# 67 rear end



## mjingle (May 11, 2010)

got a safety-trac 2.78 YC can i change ring and pinion to 3.23 ?


----------



## AZgoatguy (Oct 13, 2011)

The following info is from the Internet, and based on it the 3.23 is not an option for your 2.78 carrier - bummer! However, though not a performance ratio, your Safe-T-Track 2.78 is a desirable axle for those wanting to get better mpg for their highway driven Goat. There is an active thread on the subject of changing axle ratios for mpg right now on the Performance Years GTO Forum - check it out. I've got a '67 YB code 2.56 Safe-T-Track in a car right now and it work for me.

GTO Axle Ratio Identification:
Three different differential cases are used. 
1) 2.56 and 2.78 ratios;
2) 2.93, 3.08, and 3.23 rations; and 
3) 3.36, 3.55, 3.90 and 4.33 ratios.


----------



## AZgoatguy (Oct 13, 2011)

More from my earlier post- Regarding the 2.56 and 2.78 ratios, these ideally would be used with an automatic transmission as they would be very hard on a clutch for manual shifting. I wouldn't recommend any gear taller than a 3.08 with a manual trans car.
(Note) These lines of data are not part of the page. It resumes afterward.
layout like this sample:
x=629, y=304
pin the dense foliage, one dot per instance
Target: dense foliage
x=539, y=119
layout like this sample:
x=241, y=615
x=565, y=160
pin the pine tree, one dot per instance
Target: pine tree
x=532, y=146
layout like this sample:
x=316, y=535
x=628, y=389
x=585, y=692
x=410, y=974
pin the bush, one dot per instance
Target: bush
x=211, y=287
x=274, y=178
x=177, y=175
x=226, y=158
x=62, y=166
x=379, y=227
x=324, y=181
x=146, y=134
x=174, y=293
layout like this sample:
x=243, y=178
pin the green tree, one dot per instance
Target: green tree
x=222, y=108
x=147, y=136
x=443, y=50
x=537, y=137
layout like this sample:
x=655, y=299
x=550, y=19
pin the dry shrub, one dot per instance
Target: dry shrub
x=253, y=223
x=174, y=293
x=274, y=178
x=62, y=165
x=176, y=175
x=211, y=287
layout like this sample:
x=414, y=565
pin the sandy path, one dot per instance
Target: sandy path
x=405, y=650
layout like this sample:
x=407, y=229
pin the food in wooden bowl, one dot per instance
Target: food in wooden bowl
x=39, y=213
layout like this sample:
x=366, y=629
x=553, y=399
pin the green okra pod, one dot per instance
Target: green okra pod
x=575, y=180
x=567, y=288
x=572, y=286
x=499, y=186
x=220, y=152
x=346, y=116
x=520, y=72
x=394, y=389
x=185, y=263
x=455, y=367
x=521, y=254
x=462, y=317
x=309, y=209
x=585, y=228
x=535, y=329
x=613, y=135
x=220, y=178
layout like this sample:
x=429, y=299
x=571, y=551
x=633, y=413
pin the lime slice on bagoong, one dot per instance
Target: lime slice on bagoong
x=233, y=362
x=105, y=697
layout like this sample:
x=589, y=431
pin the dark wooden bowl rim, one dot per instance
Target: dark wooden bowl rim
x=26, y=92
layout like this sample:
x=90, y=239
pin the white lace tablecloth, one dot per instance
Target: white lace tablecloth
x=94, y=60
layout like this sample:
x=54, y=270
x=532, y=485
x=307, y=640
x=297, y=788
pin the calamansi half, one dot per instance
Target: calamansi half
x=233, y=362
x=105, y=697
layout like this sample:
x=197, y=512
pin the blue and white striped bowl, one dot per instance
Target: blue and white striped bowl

And even the 3.08 can be tough on a clutch if you drive for performance. My 2.56 gear works fine for me behind a 389 with a TH-400 trans but then I don't care about off-the-line grunt, and I still have good pull at speed but it doesn't push you back in the seat real hard either. Mpg is 19-20 on the highway and around 15 in the city - feels good to me.


----------